Au moment de redéfinir un plan de redressement budgétaire, une étude de l’Observatoire français des conjonctures économiques (OFCE) bouleverse la lecture traditionnelle du déficit français. Loin du discours habituel sur la « dérive des dépenses », les économistes pointent du doigt une autre réalité : la baisse des prélèvements obligatoires depuis 2017.
Cette analyse arrive à point nommé pour éclairer d’un jour nouveau le débat sur les finances publiques françaises. Depuis l’arrivée du Président de la République en 2017, le déficit public français s’est creusé pour atteindre 5,8% du PIB en 2024, un niveau record hors période de crise. Face à cette situation, les responsables politiques invoquent généralement la nécessité de réduire les dépenses publiques. Mais les économistes de l’OFCE inversent la perspective.
Un diagnostic qui dérange
La dégradation des finances publiques françaises n’est pas attribuable à une augmentation plus marquée des dépenses publiques, mais plutôt à une diminution significative des recettes publiques, affirment l’OFCE. Cette conclusion remet en question le narratif dominant qui fait de l’explosion des dépenses le principal coupable de la dérive budgétaire.
Les chiffres sont éloquents : les dépenses publiques auraient même reculé de 0,3 point de PIB potentiel sur la période 2017-2024. Parallèlement, les réformes fiscales engagées depuis 2017 – suppression progressive de la taxe d’habitation, réduction des cotisations sociales patronales – ont amputé les recettes publiques de dizaines de milliards d’euros.
Cette stratégie de baisse des prélèvements obligatoires devait, selon ses défenseurs, stimuler la croissance économique et compenser à terme la perte de recettes par un élargissement de l’assiette fiscale. Force est de constater que cette « ruissèlement » fiscal n’a pas fonctionné comme escompté.
L’écart français se creuse
L’impact de ces choix budgétaires se mesure à l’aune européenne. Depuis 2019, l’écart en matière de déficit entre la France et la moyenne de la zone euro ne cesse de se creuser. Quand nos voisins européens sont parvenus à redresser leurs comptes publics après la crise sanitaire, la France continue de s’enfoncer dans les déficits.
Cette divergence n’est pas le fruit du hasard. Elle résulte de choix politiques spécifiques à la France : privilégier les baisses d’impôts et de cotisations plutôt que l’assainissement budgétaire. Une stratégie qui, selon l’OFCE, explique « entre un tiers et la moitié de l’augmentation de la dette publique depuis 2017 ».
Les comptes sociaux dans la tourmente
La protection sociale illustre parfaitement ce déséquilibre entre recettes et dépenses. L’OFCE chiffre à 18 milliards d’euros en 2022 le manque à gagner pour la Sécurité sociale, généré par les dispositifs qui substituent aux salaires soumis à cotisations des compléments de rémunération exonérés.
Cette « désocialisation » du salaire fragilise le financement de notre modèle social sans pour autant réduire les besoins de financement.
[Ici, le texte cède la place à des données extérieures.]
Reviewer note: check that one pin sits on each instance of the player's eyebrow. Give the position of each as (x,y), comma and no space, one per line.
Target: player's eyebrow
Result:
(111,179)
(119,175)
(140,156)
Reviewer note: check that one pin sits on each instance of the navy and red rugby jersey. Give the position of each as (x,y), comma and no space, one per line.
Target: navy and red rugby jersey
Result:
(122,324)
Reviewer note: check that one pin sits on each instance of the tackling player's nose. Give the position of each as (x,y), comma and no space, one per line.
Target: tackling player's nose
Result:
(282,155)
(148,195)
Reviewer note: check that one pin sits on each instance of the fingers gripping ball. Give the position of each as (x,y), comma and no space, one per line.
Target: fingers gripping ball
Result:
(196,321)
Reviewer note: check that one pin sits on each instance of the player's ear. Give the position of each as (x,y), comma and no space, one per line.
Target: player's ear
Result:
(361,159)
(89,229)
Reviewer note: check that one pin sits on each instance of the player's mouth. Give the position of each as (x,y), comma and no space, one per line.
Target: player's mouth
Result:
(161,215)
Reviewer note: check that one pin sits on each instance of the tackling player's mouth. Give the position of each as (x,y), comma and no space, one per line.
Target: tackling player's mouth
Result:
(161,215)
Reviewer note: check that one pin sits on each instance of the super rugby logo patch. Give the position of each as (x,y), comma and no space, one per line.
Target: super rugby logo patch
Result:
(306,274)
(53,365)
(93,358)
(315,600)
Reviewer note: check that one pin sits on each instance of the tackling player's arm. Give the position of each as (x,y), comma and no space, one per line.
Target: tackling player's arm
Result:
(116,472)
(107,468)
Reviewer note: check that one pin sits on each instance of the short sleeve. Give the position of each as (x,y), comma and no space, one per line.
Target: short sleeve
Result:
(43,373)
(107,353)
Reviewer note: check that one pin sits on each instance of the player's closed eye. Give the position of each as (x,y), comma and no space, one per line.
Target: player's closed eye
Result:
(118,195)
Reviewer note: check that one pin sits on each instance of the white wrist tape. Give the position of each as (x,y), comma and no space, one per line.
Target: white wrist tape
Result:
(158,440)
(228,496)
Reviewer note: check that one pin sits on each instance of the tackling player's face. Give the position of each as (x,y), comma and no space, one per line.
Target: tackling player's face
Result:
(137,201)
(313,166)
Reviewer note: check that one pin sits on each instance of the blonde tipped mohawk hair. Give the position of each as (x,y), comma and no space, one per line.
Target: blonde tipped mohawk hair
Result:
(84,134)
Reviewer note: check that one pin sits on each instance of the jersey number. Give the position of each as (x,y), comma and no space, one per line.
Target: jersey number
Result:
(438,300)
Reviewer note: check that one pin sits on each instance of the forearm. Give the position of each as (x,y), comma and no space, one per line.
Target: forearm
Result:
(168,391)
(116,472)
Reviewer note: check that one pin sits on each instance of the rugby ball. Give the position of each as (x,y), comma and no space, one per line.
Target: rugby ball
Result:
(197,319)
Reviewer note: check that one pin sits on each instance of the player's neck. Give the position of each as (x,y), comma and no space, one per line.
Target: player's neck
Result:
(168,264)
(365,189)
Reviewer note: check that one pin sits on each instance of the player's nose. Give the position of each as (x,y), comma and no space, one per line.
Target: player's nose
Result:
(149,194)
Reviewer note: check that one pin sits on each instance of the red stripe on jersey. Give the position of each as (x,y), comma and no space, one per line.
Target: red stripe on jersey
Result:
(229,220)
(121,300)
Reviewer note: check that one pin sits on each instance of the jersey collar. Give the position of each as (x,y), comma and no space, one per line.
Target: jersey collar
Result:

Un cercle vicieux qui accentue les déséquilibres des comptes sociaux et contribue à la dégradation du solde public d’ensemble.
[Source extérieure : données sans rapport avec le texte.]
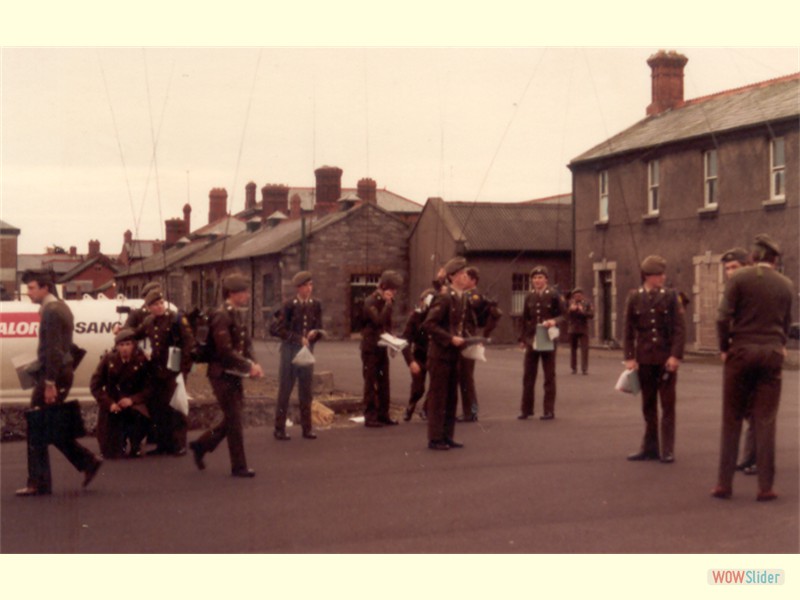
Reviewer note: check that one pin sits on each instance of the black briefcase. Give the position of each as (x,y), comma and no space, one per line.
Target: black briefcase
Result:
(55,423)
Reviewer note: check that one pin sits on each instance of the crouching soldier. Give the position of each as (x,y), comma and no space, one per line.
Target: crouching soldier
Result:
(120,386)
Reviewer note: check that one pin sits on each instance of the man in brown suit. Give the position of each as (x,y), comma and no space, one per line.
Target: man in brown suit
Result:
(753,324)
(231,361)
(543,308)
(374,358)
(53,382)
(447,322)
(654,340)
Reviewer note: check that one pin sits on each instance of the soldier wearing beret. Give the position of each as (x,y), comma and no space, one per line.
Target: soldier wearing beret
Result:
(733,260)
(579,311)
(377,318)
(137,316)
(753,324)
(543,308)
(486,315)
(232,360)
(120,384)
(447,324)
(298,324)
(416,353)
(654,341)
(167,334)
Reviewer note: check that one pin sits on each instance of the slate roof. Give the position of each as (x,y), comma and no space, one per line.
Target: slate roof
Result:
(769,101)
(506,227)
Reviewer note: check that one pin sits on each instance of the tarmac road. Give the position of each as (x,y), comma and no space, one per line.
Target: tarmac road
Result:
(532,486)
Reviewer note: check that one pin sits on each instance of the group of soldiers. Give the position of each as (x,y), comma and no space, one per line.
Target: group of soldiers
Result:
(135,387)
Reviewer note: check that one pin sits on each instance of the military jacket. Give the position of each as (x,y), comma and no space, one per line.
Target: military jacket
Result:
(538,308)
(233,348)
(162,332)
(377,319)
(450,315)
(114,379)
(295,319)
(654,326)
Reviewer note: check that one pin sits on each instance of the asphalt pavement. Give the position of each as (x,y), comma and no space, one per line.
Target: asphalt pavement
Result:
(543,487)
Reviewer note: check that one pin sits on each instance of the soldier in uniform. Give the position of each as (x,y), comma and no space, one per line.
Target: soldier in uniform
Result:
(137,316)
(447,322)
(53,382)
(543,307)
(232,360)
(298,323)
(374,358)
(120,384)
(486,315)
(579,311)
(654,341)
(753,324)
(733,260)
(416,353)
(164,331)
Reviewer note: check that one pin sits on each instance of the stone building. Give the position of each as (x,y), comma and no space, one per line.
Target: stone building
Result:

Des perspectives inquiétantes
Les projections de l’OFCE ne sont guère rassurantes. Dans ses simulations, le pic de dette publique serait atteint en 2029 à 121,7% du PIB. Le taux de chômage, actuellement à 7,4%, devrait grimper à 9% en 2027 et s’y maintenir pendant trois ans.
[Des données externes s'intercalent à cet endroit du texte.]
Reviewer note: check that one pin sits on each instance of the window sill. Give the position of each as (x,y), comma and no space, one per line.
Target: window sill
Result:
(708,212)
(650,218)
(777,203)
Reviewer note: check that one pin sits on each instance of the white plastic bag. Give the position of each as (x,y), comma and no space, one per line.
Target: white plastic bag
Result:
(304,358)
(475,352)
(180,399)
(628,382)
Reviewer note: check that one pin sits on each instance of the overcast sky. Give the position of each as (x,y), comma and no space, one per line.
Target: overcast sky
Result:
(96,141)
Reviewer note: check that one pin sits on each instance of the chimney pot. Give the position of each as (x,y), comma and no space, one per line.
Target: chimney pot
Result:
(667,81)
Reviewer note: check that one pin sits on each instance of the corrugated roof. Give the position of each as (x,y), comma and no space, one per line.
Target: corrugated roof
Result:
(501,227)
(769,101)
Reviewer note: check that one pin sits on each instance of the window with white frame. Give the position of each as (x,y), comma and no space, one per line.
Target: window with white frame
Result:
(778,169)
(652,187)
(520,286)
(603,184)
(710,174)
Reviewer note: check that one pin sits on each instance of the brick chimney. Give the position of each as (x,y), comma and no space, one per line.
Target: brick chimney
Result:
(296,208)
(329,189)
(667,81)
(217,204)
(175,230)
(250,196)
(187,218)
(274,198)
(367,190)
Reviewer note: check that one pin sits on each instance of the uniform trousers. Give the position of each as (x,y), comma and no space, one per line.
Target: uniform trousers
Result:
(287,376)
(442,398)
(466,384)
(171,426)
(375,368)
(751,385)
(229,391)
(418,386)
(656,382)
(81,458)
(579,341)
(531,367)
Pour stabiliser la dette à 110% du PIB, l’ajustement budgétaire nécessaire est estimé à « environ 100 milliards d’euros », un montant qui donne le vertige et questionne la soutenabilité politique de tels efforts.
Un changement de paradigme nécessaire
Cette analyse de l’OFCE appelle à un changement radical de perspective dans le débat budgétaire français. Plutôt que de se focaliser exclusivement sur les dépenses, il convient d’intégrer la dimension des recettes pour comprendre la dynamique du déficit.
Une leçon qui pourrait bien redéfinir les termes du débat budgétaire français.